Local sales tax proposals could be tough sell in metro area
The Minnesota Legislature authorized more than three dozen cities and counties to seek voter approval of local-option sales taxes ranging from a quarter percent to 1.5%.
However, the Legislature surprised many local governments when they also imposed a three-quarter of a cent metro-wide sales tax for transit projects and a quarter percent for housing. That means more than a dozen metro cities will be asking voters to increase sales taxes at the same time the state already raised them by 1%.
“Minnesotans will be paying more for the goods and services they’re going to be consuming,” says Rep. Pat Garofalo, R-Farmington, who has long sounded the alarm about how higher taxes are causing more people to move out of Minnesota. “Minnesota has always been a high-cost state, but the question is how much of this tax capacity can people absorb before it starts damaging the economy and resulting in people leaving our state?”
“We are asking for the opportunity to take this question to our St. Paul voters so our St. Paul voters can make that decision for themselves if the dire and urgent needs within our city streets and parks are worth the one penny,” St. Paul Mayor Melvin Carter testified in March at the State Capitol.
The city made its proposal before knowing the state would impose other new sales taxes. Carter wasn’t available for comment on Monday, but a spokesperson for the city said the St. Paul City Council will discuss the sales tax proposal on Wednesday. The council is likely to seek to put the issue on the ballot this November during city elections.

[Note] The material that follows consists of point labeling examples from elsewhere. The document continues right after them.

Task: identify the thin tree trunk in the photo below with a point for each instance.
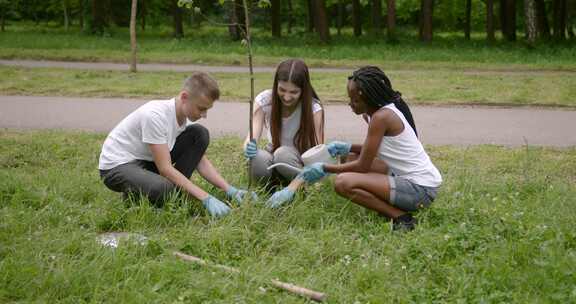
(376, 17)
(290, 16)
(275, 6)
(530, 21)
(311, 18)
(177, 20)
(97, 26)
(321, 18)
(468, 15)
(65, 12)
(340, 18)
(249, 44)
(559, 11)
(391, 19)
(133, 44)
(357, 18)
(426, 15)
(542, 20)
(490, 35)
(143, 13)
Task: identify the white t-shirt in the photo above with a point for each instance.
(153, 123)
(290, 124)
(406, 157)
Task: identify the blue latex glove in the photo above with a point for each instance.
(312, 173)
(336, 148)
(238, 195)
(251, 149)
(280, 197)
(215, 207)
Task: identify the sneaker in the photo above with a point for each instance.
(404, 223)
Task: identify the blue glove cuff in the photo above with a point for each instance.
(231, 191)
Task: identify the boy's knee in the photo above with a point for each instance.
(342, 184)
(159, 191)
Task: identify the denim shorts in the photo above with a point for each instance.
(409, 196)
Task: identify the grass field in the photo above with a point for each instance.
(418, 87)
(501, 231)
(211, 45)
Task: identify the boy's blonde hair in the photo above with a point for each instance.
(200, 83)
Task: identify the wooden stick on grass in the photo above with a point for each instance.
(301, 291)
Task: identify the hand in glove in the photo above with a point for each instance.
(280, 197)
(251, 149)
(215, 207)
(336, 148)
(239, 195)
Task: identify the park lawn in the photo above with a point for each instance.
(211, 45)
(418, 87)
(501, 231)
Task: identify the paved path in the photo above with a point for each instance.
(151, 67)
(437, 125)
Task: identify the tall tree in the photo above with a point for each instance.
(559, 12)
(542, 24)
(530, 21)
(178, 28)
(391, 19)
(357, 18)
(290, 16)
(508, 19)
(490, 35)
(376, 17)
(426, 13)
(275, 7)
(98, 18)
(311, 18)
(321, 20)
(133, 12)
(468, 15)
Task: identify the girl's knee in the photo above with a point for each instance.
(343, 183)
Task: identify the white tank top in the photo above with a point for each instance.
(406, 157)
(290, 124)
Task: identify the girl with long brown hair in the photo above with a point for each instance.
(292, 114)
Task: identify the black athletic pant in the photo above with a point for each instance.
(141, 176)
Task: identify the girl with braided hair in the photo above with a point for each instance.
(390, 172)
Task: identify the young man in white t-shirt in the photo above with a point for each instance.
(154, 150)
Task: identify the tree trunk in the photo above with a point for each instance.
(542, 20)
(290, 16)
(143, 13)
(490, 35)
(376, 17)
(133, 45)
(340, 18)
(530, 21)
(391, 19)
(508, 19)
(275, 6)
(311, 17)
(97, 26)
(321, 18)
(357, 18)
(559, 11)
(65, 12)
(177, 20)
(468, 14)
(426, 13)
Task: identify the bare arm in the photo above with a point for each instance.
(257, 124)
(163, 162)
(376, 130)
(209, 173)
(319, 125)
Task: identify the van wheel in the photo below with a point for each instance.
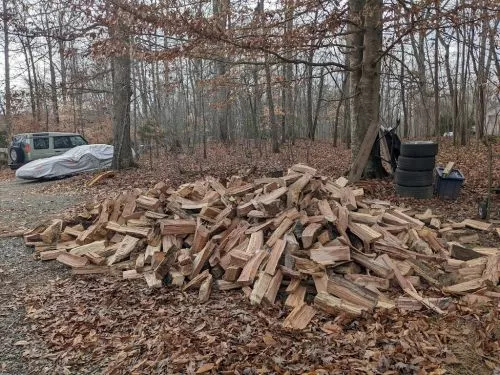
(16, 155)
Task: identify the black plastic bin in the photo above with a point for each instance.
(448, 187)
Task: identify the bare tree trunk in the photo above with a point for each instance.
(406, 122)
(367, 89)
(221, 8)
(122, 91)
(272, 114)
(38, 94)
(53, 83)
(30, 81)
(436, 78)
(8, 95)
(482, 80)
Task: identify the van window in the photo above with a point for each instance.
(40, 143)
(62, 142)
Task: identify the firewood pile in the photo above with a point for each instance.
(312, 242)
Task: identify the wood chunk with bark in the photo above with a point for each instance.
(151, 280)
(256, 242)
(177, 227)
(491, 272)
(72, 231)
(250, 270)
(329, 255)
(467, 286)
(310, 234)
(364, 232)
(341, 182)
(347, 199)
(479, 225)
(201, 236)
(124, 249)
(131, 275)
(462, 253)
(52, 233)
(274, 286)
(408, 288)
(51, 254)
(196, 281)
(205, 289)
(96, 246)
(150, 250)
(333, 305)
(351, 292)
(73, 261)
(369, 281)
(302, 168)
(275, 256)
(377, 268)
(326, 211)
(296, 298)
(163, 267)
(295, 190)
(201, 258)
(260, 287)
(299, 317)
(279, 232)
(232, 273)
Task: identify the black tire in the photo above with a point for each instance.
(419, 149)
(413, 178)
(16, 155)
(420, 192)
(416, 164)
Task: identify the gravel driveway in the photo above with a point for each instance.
(21, 206)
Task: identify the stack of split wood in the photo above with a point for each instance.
(303, 239)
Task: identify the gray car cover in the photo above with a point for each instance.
(78, 159)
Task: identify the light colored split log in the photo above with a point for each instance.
(73, 261)
(124, 249)
(279, 232)
(205, 289)
(148, 203)
(299, 317)
(351, 292)
(250, 270)
(177, 227)
(302, 168)
(152, 280)
(329, 255)
(333, 305)
(51, 254)
(479, 225)
(296, 298)
(275, 256)
(274, 286)
(295, 190)
(95, 246)
(201, 258)
(260, 287)
(326, 211)
(309, 234)
(52, 232)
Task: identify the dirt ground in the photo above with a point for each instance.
(53, 323)
(22, 207)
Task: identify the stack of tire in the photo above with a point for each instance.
(415, 171)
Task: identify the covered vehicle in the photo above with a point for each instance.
(78, 159)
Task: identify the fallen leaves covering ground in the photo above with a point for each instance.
(118, 327)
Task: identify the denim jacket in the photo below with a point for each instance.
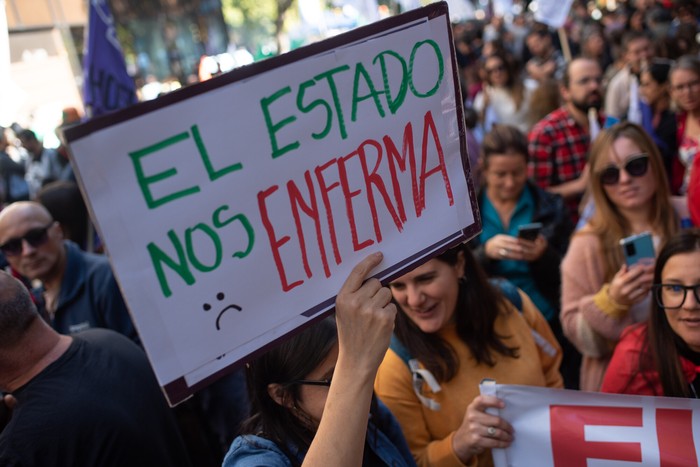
(389, 445)
(90, 297)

Many other cities will face the same decisions. For example, Bloomington is seeking a half-cent sales tax increase for upgrades to the Bloomington Ice Garden complex, and Mounds View is seeking a 1.5% increase to expand the city’s community center.
Edina is in a more enviable position. Voters there approved a half-cent sales tax increase in 2022, but now the city wants to expand the scope of projects using that existing tax because it’s bringing in more revenue than projected. The city is using the money for mountain biking trails, walking trails, baseball field lighting and major improvements to the Braemar Ice Arena complex.
Mayor Jim Hovland says the city will ask voters to allow them to expand the scope of the project without increasing the tax, which he knows might be a tough sell with the other state-imposed sales taxes.
“You have to be really cognizant of what burden you’re putting on people with the sales tax because it keeps edging up,” Hovland told 5 EYEWITNESS NEWS.
The tax bill also puts in place a moratorium on new local-option sales tax approvals after those in the current bill until 2025.